Questa è la traccia di quello che faremo:
• Iniziamo con il rito dell'accensione del fuoco, considerando il
fuoco come essere vivente, con cui ci possiamo parlare, e lo onoriamo
facendogli delle offerte (erbe, incensi, tabacco)
• Dopo avere acceso il fuoco, con tutti i tamburi o sonagli che
suonano nel cerchio, una persona alla volta si avvicina al fuoco e
chiederà "che cosa deve essere trasformato in me
adesso?", lasciando che le fiamme diano la risposta, ed
ascoltandola con il cuore
• Quando tutti hanno avuto la risposta, andremo a costruire un
semplice talismano pieno del potere di trasformazione che il fuoco ha
indicato, ad esempio un pezzo di carta con scritto che cosa deve essere
trasformato, oppure un bastone, un'erba o qualche cosa d'altro che possa
essere donato al fuoco. Più lo carichiamo del nostro potere, più
il fuoco sarà generoso con noi. Lo possiamo chiedere anche agli
spiriti del luogo o agli spiriti guida che ci aiutino a trasformare
questo ostacolo. Faremo poi un dono al fuoco affinché ciò che
abbiamo gettato venga completamente trasformato e restituito
all’universo.
• Con il talismano, ogni partecipante del cerchio si avvicina al fuoco
con una danza, con tutto il potere che si vuole offrire al fuoco. Il
fuoco, dal legno al calore, diventa luce e quindi diventa spirito.

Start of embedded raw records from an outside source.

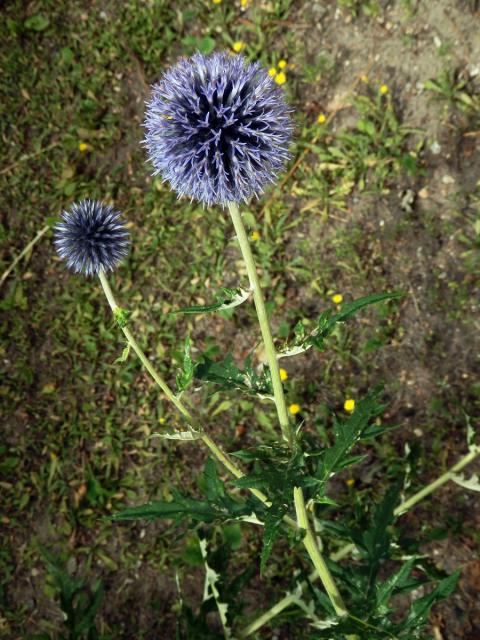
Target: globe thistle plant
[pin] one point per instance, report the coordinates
(218, 128)
(91, 237)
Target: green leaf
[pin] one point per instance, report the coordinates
(37, 23)
(185, 376)
(124, 356)
(226, 374)
(178, 509)
(273, 520)
(228, 299)
(218, 506)
(392, 585)
(327, 322)
(347, 434)
(420, 609)
(376, 539)
(206, 45)
(213, 486)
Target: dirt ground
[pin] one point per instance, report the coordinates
(412, 238)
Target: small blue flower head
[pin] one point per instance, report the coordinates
(91, 237)
(218, 128)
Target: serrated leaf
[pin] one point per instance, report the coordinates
(227, 299)
(218, 506)
(185, 376)
(376, 539)
(420, 609)
(226, 374)
(472, 483)
(273, 520)
(213, 486)
(393, 584)
(327, 322)
(347, 434)
(37, 22)
(211, 590)
(124, 356)
(187, 436)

• Non è una distruzione, ma una trasformazione, l’energia
trasformata viene restituita all’universo. È un rituale di
grande guarigione.
• Alla fine ci sarà una semplice condivisione di cibo, frutta e
dolci.
Il solstizio d'estate è la porta degli uomini per entrare nella
"caverna cosmica", e quindi per cominciare il viaggio
iniziatico verso la grande apertura degli dei del solstizio d’inverno.